23. SEM BIC Score

23.1. Summary

The SEM BIC Score is a BIC-type score for linear structural equation models (SEMs) with continuous variables and Gaussian errors. It evaluates the fit of a DAG or SEM structure by combining the log-likelihood of the implied covariance matrix with a penalty on model complexity.

23.2. When to use

  • Data are continuous and reasonably Gaussian.

  • You are learning a DAG or SEM using algorithms like FGES, BOSS, or GRaSP.

  • You want a consistent, likelihood-based score that trades off fit and complexity.

23.3. Model class

  • Linear structural equation models with Gaussian noise.

  • Equivalent to evaluating a DAG with linear regressions at each node.

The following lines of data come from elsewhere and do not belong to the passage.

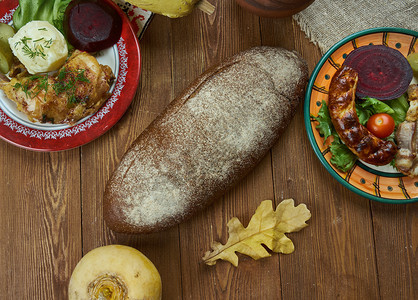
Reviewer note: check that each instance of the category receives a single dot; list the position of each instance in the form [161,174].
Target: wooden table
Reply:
[51,203]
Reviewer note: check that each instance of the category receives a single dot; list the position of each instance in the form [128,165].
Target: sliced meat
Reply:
[406,160]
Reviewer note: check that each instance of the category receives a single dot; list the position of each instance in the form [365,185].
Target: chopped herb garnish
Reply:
[66,82]
[37,50]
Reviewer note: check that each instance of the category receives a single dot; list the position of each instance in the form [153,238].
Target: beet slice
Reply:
[384,73]
[92,25]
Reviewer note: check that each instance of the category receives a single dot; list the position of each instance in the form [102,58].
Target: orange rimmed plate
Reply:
[383,183]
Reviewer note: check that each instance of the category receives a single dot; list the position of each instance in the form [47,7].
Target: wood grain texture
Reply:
[51,203]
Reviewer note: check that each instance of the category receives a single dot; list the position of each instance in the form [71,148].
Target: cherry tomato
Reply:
[381,125]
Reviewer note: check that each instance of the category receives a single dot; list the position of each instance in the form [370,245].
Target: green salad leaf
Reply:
[342,157]
[324,126]
[41,10]
[369,106]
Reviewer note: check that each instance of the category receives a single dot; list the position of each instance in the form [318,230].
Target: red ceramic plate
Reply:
[124,59]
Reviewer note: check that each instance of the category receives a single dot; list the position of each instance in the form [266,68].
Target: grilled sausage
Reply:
[341,105]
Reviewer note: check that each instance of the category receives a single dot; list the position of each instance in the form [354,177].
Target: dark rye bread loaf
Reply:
[205,141]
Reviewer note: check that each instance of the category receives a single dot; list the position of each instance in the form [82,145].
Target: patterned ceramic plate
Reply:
[384,183]
[124,59]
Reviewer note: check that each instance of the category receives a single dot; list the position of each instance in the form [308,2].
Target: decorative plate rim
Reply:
[93,126]
[308,125]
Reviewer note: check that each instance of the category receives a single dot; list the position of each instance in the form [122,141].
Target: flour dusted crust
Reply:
[205,141]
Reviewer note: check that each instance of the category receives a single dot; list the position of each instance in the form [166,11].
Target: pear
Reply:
[115,272]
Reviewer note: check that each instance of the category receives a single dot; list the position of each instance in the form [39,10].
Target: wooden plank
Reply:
[40,222]
[203,44]
[330,250]
[102,156]
[395,236]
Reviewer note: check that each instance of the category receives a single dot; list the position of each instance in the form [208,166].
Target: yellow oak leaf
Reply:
[266,227]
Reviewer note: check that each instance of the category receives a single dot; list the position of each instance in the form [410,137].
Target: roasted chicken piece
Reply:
[78,89]
[406,160]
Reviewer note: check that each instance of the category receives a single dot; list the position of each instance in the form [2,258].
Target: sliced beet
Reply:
[384,73]
[92,25]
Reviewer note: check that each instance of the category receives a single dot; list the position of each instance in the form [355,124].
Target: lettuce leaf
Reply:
[400,106]
[342,157]
[369,106]
[324,126]
[41,10]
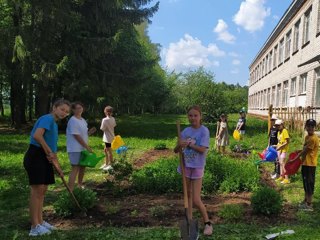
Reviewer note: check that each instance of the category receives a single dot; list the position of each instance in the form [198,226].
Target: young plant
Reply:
[266,201]
[231,212]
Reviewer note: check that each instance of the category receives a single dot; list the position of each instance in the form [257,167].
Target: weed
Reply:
[266,201]
[231,212]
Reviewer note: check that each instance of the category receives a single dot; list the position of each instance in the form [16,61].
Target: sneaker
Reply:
[48,226]
[39,230]
[207,230]
[280,179]
[307,208]
[103,166]
[274,176]
[285,181]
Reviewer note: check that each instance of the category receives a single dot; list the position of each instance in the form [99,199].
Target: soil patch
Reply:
[146,210]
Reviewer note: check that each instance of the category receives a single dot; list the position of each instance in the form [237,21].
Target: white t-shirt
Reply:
[76,127]
[107,126]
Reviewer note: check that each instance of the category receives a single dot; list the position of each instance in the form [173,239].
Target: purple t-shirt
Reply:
[199,137]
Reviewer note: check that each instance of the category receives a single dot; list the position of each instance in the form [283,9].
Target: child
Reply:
[77,141]
[194,143]
[273,141]
[241,125]
[38,161]
[282,148]
[222,135]
[107,126]
[309,156]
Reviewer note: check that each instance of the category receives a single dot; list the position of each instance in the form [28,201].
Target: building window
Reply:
[281,50]
[306,26]
[268,97]
[274,95]
[318,87]
[288,44]
[275,56]
[303,84]
[285,95]
[278,103]
[270,61]
[296,36]
[293,86]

23.4. Score form (conceptual)

The SEM BIC Score is of the form:

BIC = 2 * logL − k * ln(N)

where:

  • logL is the maximized log-likelihood for the model,

  • k is the number of free parameters (edges and variances),

  • N is the sample size.

In Tetrad’s convention, larger BIC values are better.

23.5. Parameters

Parameter (camelCase)

Description

penaltyDiscount

Double ≥ 0.0. The penalty multiplier “c” in the modified BIC-type criterion (for example, a score of the form 2·log-likelihood minus c·k·log(N), where k is the number of free parameters and N is the sample size). Larger values impose a stronger complexity penalty and yield sparser graphs; smaller values allow denser graphs. Default is 2.0.

semBicStructurePrior

Double ≥ 0.0. Structure prior coefficient specific to the SEM BIC score. When 0.0 (default), the score uses essentially a flat structure prior. Positive values encode a preference for certain in-degree patterns (for example, sparser graphs), acting as an additional prior on the number of edges or parents per node.

semBicRule

Integer. Choice of SEM BIC rule for how likelihood differences are translated into edge decisions: 1 = Chickering, 2 = Nandy. The Chickering rule uses likelihood differences directly; the Nandy rule uses a transformation based on the absolute value of partial correlations in place of the raw likelihood difference. Default is 1 (Chickering).

precomputeCovariances

Boolean. If true, precomputes and caches covariance (and possibly cross-covariance) matrices used by the score. This speeds up repeated scoring at the cost of additional memory. If false, covariances are computed on the fly, which saves memory but may be slower for large graphs or many score evaluations. Recommended: true for up to a few thousand variables; false when p is very large.

singularityLambda

Double. Handles singular or nearly singular covariance matrices. If singularityLambda > 0, that value is added to the diagonal (a ridge term) to stabilize matrix inverses. If singularityLambda < 0, a pseudoinverse is used instead. Default is 0.0. Use a small positive value if you encounter numerical-singularity warnings.

effectiveSampleSize

Integer > 0, or -1. If -1 (default), the actual sample size N is used in the log(N) penalty term. If set to a positive value, the score behaves as if that were the sample size (for example, when treating weighted or subsampled data as having a different effective N).

23.6. Strengths

  • Well-studied, consistent under standard regularity conditions.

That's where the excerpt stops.